Thankfully it seems my fever was only a 24 hour thing for which I am quite relieved. I think my mom was worried that I might have gone septic. And considering some lady died recently after having her baby at home and going septic (she didn't have a midwife and wouldn't see a doctor...thus NOT ME) I was a little concerned. However, I seem to be well-ish again and am thankful to those of you that prayed.
Have you ever thought about the miracle that babies are? I mean, two half cells come together and make a whole cell that grows into this perfect person. And most of the time, it works just like that. They come out knowing they have to breathe, eat, and fill their diapers. And their bodies just do it. They know who their mamas are. They are a whole other person. Right from the start.

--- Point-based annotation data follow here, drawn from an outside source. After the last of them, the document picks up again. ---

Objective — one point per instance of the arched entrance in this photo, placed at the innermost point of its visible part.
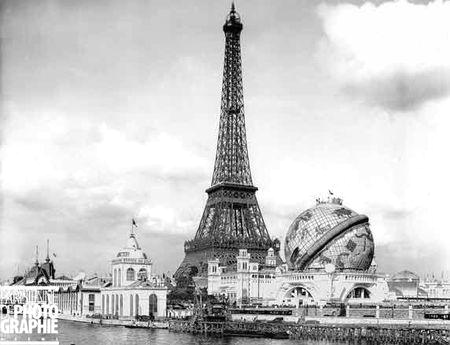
(152, 305)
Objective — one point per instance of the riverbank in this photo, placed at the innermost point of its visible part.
(330, 321)
(380, 334)
(116, 322)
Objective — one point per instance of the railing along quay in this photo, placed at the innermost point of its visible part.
(354, 333)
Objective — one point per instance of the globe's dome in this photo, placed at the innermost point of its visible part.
(329, 233)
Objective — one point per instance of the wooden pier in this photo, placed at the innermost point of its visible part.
(341, 333)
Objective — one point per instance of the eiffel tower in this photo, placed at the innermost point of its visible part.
(232, 219)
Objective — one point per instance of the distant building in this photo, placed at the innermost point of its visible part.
(436, 288)
(405, 284)
(135, 290)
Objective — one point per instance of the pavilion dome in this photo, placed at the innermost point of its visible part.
(132, 250)
(329, 234)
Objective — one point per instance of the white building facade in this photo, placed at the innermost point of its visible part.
(135, 291)
(277, 285)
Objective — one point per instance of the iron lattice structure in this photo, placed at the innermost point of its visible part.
(232, 219)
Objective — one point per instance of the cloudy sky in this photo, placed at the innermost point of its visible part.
(110, 111)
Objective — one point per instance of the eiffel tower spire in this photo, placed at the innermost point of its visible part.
(231, 219)
(232, 163)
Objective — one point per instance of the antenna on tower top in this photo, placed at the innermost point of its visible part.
(37, 256)
(47, 259)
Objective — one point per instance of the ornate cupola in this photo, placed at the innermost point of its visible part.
(131, 263)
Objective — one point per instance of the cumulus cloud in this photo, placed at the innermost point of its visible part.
(395, 55)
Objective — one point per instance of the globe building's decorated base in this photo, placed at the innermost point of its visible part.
(329, 252)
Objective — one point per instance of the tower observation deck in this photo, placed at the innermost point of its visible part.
(232, 219)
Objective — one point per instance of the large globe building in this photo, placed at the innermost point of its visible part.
(329, 258)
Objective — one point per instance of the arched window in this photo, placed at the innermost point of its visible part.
(136, 305)
(130, 274)
(359, 292)
(142, 274)
(152, 304)
(131, 306)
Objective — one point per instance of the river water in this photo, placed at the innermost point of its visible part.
(86, 334)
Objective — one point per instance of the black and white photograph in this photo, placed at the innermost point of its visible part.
(224, 172)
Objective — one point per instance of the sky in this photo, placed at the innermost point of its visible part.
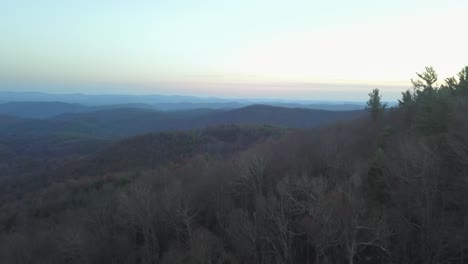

After three years of infertility, I thought I knew the miracle they were. I mean, I still do. But my brain is wrapping around it again now that this little lump of a person I call Frog is here.
My doctor once told me that even IF you (ahem) at the exact right time, there was still only an 11% chance of getting pregnant for most people. And that as many as 80% of those pregnancies end before the woman even knows she is pregnant. But for those of us who got beyond those statistics...wow.
Ten fingers, ten toes, two eyes that blink, a complete digestive system, good breath sounds, strong heart. Wow.
And there are still people out there that don't believe in God. Amazing.